Mindfulness (Vipassana)

In mantra and breath meditation, you focus on a word or your breath and try to empty your mind of everything else. This mental clearing is what most people mean when they refer to meditation.

But there's another kind of meditation, a practice Buddhists call vipassana or sometimes called mindfulness, or insight meditation. It is the art of becoming deeply aware of the present instant. Mindfulness means fully experiencing what happens in the here and now. It is the art of focusing our minds on what's happening in and around us at this very moment. Mindfulness helps you turn down all the noise in your head- the guilt, anger, doubts, and uncertainties that upset us moment to moment. It is a technique that encourages you to stop and smell the roses.

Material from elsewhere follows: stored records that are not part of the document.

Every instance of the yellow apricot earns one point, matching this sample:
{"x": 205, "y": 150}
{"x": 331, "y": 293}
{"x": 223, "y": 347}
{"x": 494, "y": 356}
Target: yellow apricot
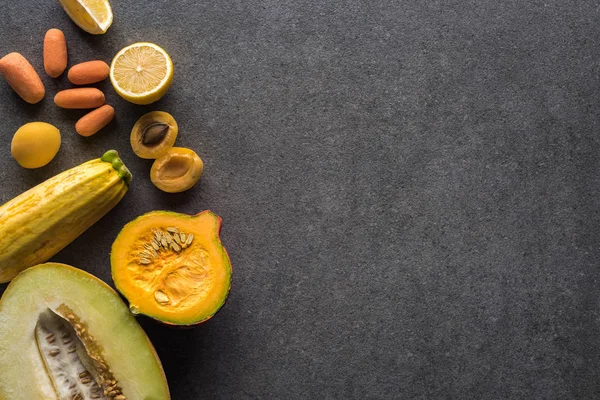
{"x": 177, "y": 170}
{"x": 35, "y": 144}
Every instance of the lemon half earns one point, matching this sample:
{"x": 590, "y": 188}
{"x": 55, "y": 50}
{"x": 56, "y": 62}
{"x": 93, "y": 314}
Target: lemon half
{"x": 141, "y": 73}
{"x": 93, "y": 16}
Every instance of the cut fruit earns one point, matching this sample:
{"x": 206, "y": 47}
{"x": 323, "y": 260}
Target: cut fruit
{"x": 153, "y": 134}
{"x": 93, "y": 16}
{"x": 141, "y": 73}
{"x": 172, "y": 267}
{"x": 64, "y": 334}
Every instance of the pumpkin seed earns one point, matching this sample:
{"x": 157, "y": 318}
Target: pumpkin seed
{"x": 176, "y": 239}
{"x": 189, "y": 239}
{"x": 161, "y": 297}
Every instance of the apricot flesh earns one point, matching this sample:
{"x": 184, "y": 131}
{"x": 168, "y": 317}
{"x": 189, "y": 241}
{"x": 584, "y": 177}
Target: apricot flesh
{"x": 177, "y": 170}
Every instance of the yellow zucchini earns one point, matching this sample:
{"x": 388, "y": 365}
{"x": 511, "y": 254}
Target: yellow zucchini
{"x": 37, "y": 224}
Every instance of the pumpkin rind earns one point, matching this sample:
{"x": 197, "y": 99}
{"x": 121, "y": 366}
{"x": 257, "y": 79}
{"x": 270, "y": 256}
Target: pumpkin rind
{"x": 177, "y": 284}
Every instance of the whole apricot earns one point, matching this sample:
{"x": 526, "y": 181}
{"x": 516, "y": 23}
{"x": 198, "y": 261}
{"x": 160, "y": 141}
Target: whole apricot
{"x": 35, "y": 144}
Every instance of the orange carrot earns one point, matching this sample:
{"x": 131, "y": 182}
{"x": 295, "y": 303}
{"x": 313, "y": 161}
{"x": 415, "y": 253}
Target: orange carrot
{"x": 55, "y": 53}
{"x": 79, "y": 98}
{"x": 88, "y": 72}
{"x": 21, "y": 76}
{"x": 92, "y": 122}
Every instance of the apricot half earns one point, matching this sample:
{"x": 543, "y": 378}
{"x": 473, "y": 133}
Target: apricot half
{"x": 177, "y": 170}
{"x": 172, "y": 267}
{"x": 64, "y": 334}
{"x": 153, "y": 134}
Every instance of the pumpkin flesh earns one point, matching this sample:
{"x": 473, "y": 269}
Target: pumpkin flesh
{"x": 165, "y": 277}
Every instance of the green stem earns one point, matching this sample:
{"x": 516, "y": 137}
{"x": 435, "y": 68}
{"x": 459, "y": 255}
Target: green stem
{"x": 112, "y": 157}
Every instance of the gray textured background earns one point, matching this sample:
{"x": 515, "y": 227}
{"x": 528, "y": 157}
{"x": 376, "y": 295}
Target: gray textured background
{"x": 409, "y": 189}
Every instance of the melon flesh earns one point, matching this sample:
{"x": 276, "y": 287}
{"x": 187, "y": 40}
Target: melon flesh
{"x": 63, "y": 332}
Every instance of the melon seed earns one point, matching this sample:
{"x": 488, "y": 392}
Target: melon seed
{"x": 65, "y": 365}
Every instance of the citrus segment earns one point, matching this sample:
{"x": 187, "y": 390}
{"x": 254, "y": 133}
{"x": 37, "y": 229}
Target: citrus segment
{"x": 93, "y": 16}
{"x": 141, "y": 73}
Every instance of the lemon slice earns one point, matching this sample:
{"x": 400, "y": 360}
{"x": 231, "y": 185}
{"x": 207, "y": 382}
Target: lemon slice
{"x": 93, "y": 16}
{"x": 141, "y": 73}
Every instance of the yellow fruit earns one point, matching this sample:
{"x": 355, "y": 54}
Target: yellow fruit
{"x": 93, "y": 16}
{"x": 141, "y": 73}
{"x": 35, "y": 144}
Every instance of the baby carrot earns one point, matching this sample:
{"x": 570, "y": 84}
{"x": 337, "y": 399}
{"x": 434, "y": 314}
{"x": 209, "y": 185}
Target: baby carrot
{"x": 88, "y": 72}
{"x": 55, "y": 53}
{"x": 79, "y": 98}
{"x": 92, "y": 122}
{"x": 21, "y": 76}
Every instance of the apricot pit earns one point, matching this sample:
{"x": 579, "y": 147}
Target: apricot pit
{"x": 153, "y": 134}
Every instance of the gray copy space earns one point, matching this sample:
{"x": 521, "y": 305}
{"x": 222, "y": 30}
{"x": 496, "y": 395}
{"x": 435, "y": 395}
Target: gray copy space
{"x": 409, "y": 189}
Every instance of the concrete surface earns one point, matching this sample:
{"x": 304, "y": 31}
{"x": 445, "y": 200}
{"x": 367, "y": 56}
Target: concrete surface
{"x": 409, "y": 189}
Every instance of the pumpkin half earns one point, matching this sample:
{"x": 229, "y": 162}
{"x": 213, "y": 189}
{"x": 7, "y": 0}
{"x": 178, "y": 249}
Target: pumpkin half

The key is not so much what you focus on but how you do it. What is more important is the quality of the awareness you bring to each moment. That awareness should be meditative in the sense of being a silent witness, accepting and nonjudgmental. It, however, does not imply resignation to abuse or injustice. It teaches acknowledgment of the moment-to-moment reality and prepares those who use the technique to respond to that reality less impulsively and more effectively.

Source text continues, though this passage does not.